La 31 estampe des Trente-six vues du mont Fuji, intitulée Le pont de Nihonbashi à Edo, ne nous montre pas tant l’intense activité sur le pont, qui relie les cinq routes majeures partant d’Edo alors, que les entrepôts et les barques de transport. Il y a ici une puissante mise en perspective.
Le fait de tronquer la représentation de ceux qui passent sur le pont – en fait le pont du Japon – a une immense portée symbolique, puisque c’est pratiquement le manifeste du capitalisme développé prenant le dessus sur le caractère relativement peu élaboré des commerçants et artisans. L’ordre capitaliste sort de la cohue initiale.
Le village de Sekiya sur la Sumida a une approche plus simple, on peut dire plus traditionnelle du point de vue européen, on se rapproche d’ailleurs littéralement du principe de la bande dessinée, avec le mouvement symbolisé. On notera que, encore et toujours, il n’y a rien au centre, en reconnaissance de la nécessité du développement inégal, de l’absence de symétrie « pure » relevant du formalisme.
La présence marquée des couleurs accorde une grande valeur à cette oeuvre, dont la dimension naturelle est très ample. Le drapé des habits des deux cavaliers au premier plan tranche avec la simplicité générale, et est très inspirant, très gracieux.
La baie de Noboto nous présente des torii, ces portails indiquant un sanctuaire du shintoïsme, la religion impériale. Le mont Fuji est vu à travers l’un d’eux, alors que les villageois – on voit le village au loin – pêche des crustacés.

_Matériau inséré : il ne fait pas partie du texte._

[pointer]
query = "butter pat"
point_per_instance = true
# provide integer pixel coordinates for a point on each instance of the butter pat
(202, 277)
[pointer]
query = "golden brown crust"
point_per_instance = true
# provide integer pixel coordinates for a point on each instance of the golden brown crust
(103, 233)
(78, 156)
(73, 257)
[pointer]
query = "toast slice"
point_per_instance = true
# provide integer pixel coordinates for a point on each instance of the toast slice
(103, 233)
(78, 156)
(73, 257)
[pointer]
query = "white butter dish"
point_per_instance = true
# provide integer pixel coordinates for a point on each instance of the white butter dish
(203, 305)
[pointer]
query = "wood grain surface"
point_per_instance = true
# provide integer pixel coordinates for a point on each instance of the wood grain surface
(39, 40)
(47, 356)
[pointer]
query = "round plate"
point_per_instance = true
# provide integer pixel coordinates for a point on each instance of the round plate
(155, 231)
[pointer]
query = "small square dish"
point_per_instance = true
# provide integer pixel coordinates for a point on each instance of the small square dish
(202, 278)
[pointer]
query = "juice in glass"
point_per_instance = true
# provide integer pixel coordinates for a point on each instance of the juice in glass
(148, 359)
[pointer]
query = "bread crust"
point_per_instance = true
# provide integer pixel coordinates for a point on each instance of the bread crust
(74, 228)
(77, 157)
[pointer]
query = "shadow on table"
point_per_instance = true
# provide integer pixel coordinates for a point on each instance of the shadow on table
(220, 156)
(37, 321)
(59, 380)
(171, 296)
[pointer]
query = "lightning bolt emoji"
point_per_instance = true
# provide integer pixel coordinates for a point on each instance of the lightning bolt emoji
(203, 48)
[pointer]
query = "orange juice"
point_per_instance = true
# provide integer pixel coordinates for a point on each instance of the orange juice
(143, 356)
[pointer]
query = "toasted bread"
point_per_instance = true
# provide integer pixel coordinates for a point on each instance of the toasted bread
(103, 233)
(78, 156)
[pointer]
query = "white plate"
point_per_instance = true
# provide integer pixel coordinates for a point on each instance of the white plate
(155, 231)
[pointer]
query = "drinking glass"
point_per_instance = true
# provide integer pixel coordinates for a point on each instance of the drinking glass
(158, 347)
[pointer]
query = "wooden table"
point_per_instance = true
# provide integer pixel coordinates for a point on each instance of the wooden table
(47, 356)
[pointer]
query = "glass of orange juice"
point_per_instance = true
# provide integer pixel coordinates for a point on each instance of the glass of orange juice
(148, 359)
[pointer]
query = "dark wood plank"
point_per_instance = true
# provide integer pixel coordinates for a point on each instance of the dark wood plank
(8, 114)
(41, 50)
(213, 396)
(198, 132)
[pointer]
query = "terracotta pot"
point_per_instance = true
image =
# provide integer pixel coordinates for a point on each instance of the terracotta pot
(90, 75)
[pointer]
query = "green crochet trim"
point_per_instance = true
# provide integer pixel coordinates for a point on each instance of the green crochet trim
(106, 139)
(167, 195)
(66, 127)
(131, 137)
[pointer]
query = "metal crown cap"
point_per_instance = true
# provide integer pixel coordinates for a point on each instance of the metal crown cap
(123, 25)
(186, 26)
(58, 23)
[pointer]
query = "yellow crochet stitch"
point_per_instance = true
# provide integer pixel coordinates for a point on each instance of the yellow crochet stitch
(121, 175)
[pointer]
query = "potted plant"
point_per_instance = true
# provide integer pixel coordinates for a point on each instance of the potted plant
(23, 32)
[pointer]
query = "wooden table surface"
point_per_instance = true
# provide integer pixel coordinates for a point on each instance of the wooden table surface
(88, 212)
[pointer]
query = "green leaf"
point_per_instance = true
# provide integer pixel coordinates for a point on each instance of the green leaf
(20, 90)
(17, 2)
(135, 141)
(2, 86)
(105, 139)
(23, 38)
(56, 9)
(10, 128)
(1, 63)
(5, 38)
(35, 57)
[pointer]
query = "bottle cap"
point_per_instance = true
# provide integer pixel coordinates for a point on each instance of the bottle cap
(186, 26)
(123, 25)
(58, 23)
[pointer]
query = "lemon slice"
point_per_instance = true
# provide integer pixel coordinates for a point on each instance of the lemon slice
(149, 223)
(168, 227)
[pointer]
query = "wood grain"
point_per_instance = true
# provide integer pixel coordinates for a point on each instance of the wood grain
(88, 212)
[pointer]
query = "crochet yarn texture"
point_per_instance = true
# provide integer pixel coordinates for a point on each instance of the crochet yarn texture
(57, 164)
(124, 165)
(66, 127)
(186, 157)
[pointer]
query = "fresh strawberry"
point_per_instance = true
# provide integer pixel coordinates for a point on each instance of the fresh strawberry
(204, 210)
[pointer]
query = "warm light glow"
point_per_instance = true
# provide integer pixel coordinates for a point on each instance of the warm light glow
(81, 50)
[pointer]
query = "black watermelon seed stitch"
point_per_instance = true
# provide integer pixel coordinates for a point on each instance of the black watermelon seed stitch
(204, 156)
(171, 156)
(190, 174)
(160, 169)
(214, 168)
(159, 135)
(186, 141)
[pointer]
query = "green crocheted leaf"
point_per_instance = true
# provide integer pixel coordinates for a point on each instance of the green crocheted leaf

On a ici un portrait typique d’une situation typique, avec naturellement un côté pittoresque de par les torii, côté à relativiser car on est ici dans l’émergence seulement de la nation japonaise : l’oeuvre relève de l’affirmation bourgeoise du cadre national. Sur le plan de la dynamique, on a un mouvement directionnel appuyé de manière mutiple, puis relativisé mais en même temps renforcé. L’oeuvre est quasiment du perspectivisme.